The experience further fed his love of entrepreneurship and truly taught him that he wanted to be his own boss. “I hate working for other people,” he continued. “I hate it with a passion!”

One of these business ventures failed, which put Smith on his heels and, eventually, on the street. But he is never, ever one to give up.

Photo Courtesy Thad Smith 

The other two traits one will quickly learn that Smith has in spades are his determination and direct honesty. He demonstrates both in how he picked himself up from a life on the street by selling newspapers every morning on the corner in Chicago.

“Every day [at] 5 o’clock, bro, I was on my corner trying to make money,” Smith said. 

He would end up beginning his beekeeping journey through a chance class sign-up via a nonprofit he’d heard of, although he doesn’t care for nonprofits and doesn’t mind telling anyone just that. As chance would have it, Smith says he lucked into finding a nonprofit that “did do something,” and a class through the North Lawndale Employment Network followed.

Photo Courtesy Westside Bee Boyz

Again referencing his “gift for gab,” Smith describes how he became president of his class in only 30 days and then took a job with an affiliated company called Sweet Beginnings, which introduced him to beekeeping.

Like with most things, Smith makes a “bee” line to whatever he is passionate about and throws himself in full-bore. With this determination came a rapid ascent while at this new company.

Photo Courtesy Westside Bee Boyz

“Yeah, so now I’m doing bee work.

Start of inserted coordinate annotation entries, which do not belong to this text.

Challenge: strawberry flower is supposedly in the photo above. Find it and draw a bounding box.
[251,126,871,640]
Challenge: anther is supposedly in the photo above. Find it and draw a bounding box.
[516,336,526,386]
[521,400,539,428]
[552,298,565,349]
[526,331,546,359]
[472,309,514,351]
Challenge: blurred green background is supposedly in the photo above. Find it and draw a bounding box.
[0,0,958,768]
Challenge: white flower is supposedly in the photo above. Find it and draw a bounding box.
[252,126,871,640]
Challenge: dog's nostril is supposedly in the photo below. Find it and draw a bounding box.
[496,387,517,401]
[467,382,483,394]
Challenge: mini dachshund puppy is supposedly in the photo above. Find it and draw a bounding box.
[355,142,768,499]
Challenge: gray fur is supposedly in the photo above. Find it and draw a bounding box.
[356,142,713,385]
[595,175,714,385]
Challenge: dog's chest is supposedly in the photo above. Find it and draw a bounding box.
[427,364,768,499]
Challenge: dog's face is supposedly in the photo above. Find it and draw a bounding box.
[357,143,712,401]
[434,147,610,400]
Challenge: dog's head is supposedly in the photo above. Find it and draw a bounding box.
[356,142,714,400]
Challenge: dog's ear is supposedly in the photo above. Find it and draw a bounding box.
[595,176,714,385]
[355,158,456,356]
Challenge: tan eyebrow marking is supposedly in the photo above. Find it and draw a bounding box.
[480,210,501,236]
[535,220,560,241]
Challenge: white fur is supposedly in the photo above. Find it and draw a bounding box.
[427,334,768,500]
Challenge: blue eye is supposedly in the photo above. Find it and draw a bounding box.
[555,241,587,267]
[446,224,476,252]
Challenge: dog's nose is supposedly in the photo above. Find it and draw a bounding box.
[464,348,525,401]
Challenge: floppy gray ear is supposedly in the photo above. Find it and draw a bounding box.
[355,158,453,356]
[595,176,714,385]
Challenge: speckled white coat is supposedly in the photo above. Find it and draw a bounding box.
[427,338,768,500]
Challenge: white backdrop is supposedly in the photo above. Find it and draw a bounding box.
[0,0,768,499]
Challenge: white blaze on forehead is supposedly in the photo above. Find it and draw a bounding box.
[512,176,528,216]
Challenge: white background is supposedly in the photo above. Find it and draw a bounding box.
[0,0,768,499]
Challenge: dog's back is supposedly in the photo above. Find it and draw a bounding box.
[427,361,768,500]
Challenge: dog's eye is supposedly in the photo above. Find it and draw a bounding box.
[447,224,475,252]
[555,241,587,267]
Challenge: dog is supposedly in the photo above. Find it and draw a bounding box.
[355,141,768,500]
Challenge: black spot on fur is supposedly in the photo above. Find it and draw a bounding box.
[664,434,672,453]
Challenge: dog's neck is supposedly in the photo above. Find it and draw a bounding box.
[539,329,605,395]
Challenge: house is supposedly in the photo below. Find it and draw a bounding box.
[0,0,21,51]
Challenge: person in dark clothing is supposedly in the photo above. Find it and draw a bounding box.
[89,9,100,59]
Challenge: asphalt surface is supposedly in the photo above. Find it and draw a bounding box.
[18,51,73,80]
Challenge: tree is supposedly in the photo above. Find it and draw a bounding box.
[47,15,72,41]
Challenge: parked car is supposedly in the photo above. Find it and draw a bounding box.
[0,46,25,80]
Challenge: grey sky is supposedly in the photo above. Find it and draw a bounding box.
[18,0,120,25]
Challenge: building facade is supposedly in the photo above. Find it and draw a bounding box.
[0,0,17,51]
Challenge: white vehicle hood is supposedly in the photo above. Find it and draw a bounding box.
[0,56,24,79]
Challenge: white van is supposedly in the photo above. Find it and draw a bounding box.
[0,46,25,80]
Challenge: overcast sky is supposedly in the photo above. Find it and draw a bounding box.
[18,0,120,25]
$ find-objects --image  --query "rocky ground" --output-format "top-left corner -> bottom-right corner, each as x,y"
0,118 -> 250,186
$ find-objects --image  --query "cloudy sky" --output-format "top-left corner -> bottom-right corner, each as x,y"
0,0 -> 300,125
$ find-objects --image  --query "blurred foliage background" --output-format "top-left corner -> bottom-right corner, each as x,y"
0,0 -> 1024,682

I’m doing an extraction. I’m doing it all, bro. I’m running 75 hives. I’ve only been there more than 90 days, and I’m doing 75 gives, bro,” Smith said.

“Like, so that was a three-month program. So, now they hired me to be the first official apprentice beekeeper that they’ve ever hired before!”

A falling out between a mentor at Sweet Beginnings and Smith spurred him to start his own beekeeping operation, and Westside Bee Boyz was born in 2014.

Westside Bee Boyz serves the Chicago area at local farmers’ markets and online. However, one gets the sense that the thing that truly motivates Smith is not just keeping and selling bees and honey but sharing the knowledge he has gleaned over the years with other people around him. His “gift of gab” is useful in this regard, and he speaks passionately about the future of his business and the natural world.

Photo Courtesy Westside Bee Boyz, LLC

“You can teach a monkey to be a beekeeper; the beekeeping parts, the easy part, it just really is not very difficult,” Smith said, laughing. “If you’re very passionate about it. It’s not difficult at all.”

“It’s time-consuming. It’s hard. It’s really very labor-inducing work. It will make you sweat,” he continued. “The thing that I’m looking at is in the bigger reaches; I want to be able to go into classrooms and teach my ultimate goal … bro, before I die, I’m trying to put this in somebody’s ear, dude, I want to do a TED talk about this stuff.”

After just a few minutes spent with him, it’s pretty easy to imagine that Westside Bee Boyz’s own Smith might soon be on a stage giving the best TED talk of the year about his passion: honey bees.